She went home and took a nap and wondered what to do next. Expansion was the obvious answer.
Pretzel Australia has since grown with five stores in WA and five stores in Victoria.
The younger crowd are big fans of the brand, according to Ms Garbutt, describing it as “cult following”.
“We generally see 18 to 24 year olds, they are our vibe. In Chapel Street and Northbridge Road, they are open to 2am in the morning and anyone who can drink is a big part of our crowd”, she said.
“My favourite thing is old grandpa and grandmas who are brought in by their grandkids taking them to Pretzel. The little kids love a cheese pretzel. But we have such a diverse community as the price point is accessible and pretzels give us the ability to be so appealing to so many different people. Lots of school kids love it as a haven.”

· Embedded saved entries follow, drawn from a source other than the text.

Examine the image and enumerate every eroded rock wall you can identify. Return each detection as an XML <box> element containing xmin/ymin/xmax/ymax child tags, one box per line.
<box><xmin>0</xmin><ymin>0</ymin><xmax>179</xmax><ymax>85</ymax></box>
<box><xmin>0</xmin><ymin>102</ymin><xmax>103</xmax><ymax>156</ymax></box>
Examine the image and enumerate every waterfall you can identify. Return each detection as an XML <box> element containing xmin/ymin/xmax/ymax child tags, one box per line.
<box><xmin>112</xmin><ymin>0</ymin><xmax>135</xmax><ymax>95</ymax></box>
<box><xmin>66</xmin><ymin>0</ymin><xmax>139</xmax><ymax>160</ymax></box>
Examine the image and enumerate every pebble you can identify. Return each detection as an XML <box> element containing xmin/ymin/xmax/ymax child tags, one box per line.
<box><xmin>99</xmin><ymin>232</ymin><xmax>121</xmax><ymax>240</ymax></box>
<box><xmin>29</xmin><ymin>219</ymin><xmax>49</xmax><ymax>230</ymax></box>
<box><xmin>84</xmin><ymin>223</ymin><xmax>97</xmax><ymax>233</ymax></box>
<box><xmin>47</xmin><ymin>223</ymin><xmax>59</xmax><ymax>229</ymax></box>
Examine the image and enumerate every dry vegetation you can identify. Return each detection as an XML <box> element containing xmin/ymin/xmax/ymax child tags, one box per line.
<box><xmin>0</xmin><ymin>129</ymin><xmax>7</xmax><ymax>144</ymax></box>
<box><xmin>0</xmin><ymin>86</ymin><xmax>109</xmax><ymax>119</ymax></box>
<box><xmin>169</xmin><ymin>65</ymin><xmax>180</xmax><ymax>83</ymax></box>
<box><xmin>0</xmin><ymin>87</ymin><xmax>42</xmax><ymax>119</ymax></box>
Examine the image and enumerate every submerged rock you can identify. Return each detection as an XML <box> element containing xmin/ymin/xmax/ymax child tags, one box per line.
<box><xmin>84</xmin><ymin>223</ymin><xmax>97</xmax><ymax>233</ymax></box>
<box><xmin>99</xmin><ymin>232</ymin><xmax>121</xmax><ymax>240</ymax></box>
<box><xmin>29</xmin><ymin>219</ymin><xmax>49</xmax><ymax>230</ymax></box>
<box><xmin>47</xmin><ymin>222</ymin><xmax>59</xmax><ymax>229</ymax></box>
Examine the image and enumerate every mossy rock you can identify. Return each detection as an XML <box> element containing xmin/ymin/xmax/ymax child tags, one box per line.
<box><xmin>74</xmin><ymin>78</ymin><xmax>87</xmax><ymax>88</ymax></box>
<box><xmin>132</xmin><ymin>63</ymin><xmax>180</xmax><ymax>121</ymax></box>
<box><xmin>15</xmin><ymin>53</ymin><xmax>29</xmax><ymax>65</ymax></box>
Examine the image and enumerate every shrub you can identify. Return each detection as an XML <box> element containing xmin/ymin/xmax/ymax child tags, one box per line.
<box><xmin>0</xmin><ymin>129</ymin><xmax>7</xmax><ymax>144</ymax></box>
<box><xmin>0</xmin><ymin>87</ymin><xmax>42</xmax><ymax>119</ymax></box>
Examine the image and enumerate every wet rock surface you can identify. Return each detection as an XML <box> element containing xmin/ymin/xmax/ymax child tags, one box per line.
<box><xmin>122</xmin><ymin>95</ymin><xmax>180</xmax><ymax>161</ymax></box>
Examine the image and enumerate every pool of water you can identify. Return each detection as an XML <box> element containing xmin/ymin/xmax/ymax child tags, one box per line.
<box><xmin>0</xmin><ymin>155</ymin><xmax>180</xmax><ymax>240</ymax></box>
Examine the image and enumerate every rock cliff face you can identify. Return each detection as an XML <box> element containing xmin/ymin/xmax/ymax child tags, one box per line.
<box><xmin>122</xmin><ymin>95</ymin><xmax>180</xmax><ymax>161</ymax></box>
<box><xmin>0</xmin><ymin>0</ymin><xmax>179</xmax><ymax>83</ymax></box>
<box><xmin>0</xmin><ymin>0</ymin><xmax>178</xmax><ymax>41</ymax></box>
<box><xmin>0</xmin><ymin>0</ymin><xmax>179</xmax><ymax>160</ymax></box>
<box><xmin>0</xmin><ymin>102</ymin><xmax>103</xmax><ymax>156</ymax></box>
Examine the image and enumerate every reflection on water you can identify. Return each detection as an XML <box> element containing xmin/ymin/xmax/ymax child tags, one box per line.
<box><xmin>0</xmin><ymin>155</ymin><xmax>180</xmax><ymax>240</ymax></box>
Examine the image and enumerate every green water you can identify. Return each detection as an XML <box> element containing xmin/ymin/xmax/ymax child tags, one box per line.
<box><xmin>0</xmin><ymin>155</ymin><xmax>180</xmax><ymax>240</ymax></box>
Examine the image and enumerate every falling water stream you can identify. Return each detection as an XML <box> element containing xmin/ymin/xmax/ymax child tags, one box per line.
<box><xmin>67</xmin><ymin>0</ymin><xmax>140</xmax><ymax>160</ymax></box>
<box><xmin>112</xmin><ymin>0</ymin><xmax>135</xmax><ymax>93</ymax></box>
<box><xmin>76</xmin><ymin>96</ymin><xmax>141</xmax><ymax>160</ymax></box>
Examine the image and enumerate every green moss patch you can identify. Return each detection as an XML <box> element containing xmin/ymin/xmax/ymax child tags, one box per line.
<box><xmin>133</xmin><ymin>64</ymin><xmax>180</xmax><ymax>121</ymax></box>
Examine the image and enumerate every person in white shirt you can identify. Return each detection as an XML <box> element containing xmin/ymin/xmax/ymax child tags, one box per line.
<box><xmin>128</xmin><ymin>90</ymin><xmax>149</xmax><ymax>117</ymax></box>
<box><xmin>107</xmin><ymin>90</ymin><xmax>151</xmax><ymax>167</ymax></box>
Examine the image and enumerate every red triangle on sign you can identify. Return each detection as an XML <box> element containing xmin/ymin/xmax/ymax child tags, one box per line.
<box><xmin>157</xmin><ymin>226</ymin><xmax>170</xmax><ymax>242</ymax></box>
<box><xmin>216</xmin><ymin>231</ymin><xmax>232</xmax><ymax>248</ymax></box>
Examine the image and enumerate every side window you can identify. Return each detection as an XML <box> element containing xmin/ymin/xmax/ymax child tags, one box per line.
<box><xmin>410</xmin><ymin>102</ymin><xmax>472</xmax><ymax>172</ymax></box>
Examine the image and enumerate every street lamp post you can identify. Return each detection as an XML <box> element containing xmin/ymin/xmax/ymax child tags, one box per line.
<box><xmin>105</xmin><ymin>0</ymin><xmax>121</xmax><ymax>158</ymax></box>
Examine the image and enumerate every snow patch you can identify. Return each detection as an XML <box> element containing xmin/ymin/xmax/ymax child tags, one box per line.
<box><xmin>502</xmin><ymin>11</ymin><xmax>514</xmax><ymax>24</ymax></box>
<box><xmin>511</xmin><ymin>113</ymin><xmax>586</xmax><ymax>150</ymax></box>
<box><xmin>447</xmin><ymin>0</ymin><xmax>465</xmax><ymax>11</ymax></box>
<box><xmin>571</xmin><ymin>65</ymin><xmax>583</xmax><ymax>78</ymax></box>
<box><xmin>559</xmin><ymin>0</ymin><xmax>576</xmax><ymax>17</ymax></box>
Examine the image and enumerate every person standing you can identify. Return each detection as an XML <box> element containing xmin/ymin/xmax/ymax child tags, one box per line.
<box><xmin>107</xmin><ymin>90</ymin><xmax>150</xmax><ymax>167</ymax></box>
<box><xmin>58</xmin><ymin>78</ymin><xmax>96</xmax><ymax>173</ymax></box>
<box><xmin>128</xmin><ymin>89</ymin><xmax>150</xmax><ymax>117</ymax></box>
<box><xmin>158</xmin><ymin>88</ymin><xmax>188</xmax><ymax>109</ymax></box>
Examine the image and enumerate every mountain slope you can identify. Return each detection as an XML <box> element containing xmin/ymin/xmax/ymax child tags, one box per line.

The stores are hard to miss too with a bright pink theme, although each has their own individual style.
“Everywhere is always pink and the reason behind that is it allows me to adapt the brand to give people new experiences. Our Chapel St store is motel themed, Doncaster in Melbourne is Toyko-themed and these themes still represent the brand well, but means we don’t have to do the same thing over and over again,” Ms Garbutt said.
“I’ve personally designed every single store and it’s 100 per cent selfish. When I did the Chapel St store I was watching so much Bates Motel and I had just come back from Coachchella, so it was a LA-inspired hotel meets Bates Motel.
“My favourite place in the world is Toyko and I normally go at least once a year but I couldn’t because of corona, so I thought I would design one store just like Toyko.
“There’s a downtown LA-themed one and a mini mart themed one in Perth as there is a 7-Eleven just down the road that I spent so much time in, so I thought let’s make it a pink 7-Eleven.”
Ms Garbutt credits Pretzel Australia’s success to focusing on just one product and doing it well.
“It’s easy to get completely immersed and obsessed with it and relate to one product rather than a café, restaurant or bar that was multiple offerings – it’s bit like McDonald’s and the burger,” she said.
Next for the business is opening a store in Brisbane and going further afield too with plans for Singapore as well. She’s also obtaining liquor licences for a few stores so people can have later nights, pretzels and some booze.